Listed company Knights has pledged more than £5 million to buy two companies in the north of England as it continues to pick up practices across the country.
The plc announced today that it has closed deals to acquire Newcastle firm St James Law Limited and Baines Wilson, based in Carlisle. The acquisitions, financed from existing bank facilities, involve a total of 50 fee earners, although Knights said St James’ collections business is considered ‘non-core’ and consultations are underway over its future.
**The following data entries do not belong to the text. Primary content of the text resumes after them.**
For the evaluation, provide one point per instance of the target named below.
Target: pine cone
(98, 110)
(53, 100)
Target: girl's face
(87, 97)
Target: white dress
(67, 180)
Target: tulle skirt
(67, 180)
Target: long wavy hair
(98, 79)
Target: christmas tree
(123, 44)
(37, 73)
Knights will pay £2.35 million upfront to Baines Wilson’s five equity partners, with a further £1 million in installments over the next three years. The company’s most recent accounts with two offices, for the year to 31 March 2023, show a turnover of £3.2m with a profit margin of around 20%. Knights said the acquisition will be immediately earnings-boosting, with its profit margin increasing to 25% after what it describes as “synergic savings.”
The commercial company St James Law Limited, trading as St James’ Square, is purchased for £1.75 million. Four existing owner-managers will receive £500,000 initially, with deferred payments of £1.75 million over the next two years.
In the year to 31 December 2022, St James’ Square reported a turnover of £2.4 million and a profit margin, excluding collections, of approximately 5%. Knights’ board expects profit margin to increase to 15% post-acquisition.
Upon completion, Knights will have five offices in the North West and two in the North East of England, in addition to three existing offices in Yorkshire.
Knights CEO David Beech said the new additions ‘give us access to two key strategic growth markets in the North of England and complement our existing presence in the region’.
He added, “Both operate in key centers in their respective regions and offer significant organic growth opportunities through the acquisition of high-quality talent.”
Paul Monaghan, managing partner of St James’ Square, said: ‘We already have strong relationships with the respected Knights team in Teesside and look forward to working more closely together to take advantage of the significant market opportunities in the North East.’
The announcement did little to excite the stock market, with Knights shares falling nearly 2% to 83p by 11am. This year, the group’s share price has fallen from 125 pence in January to a low of 64 pence at the end of March.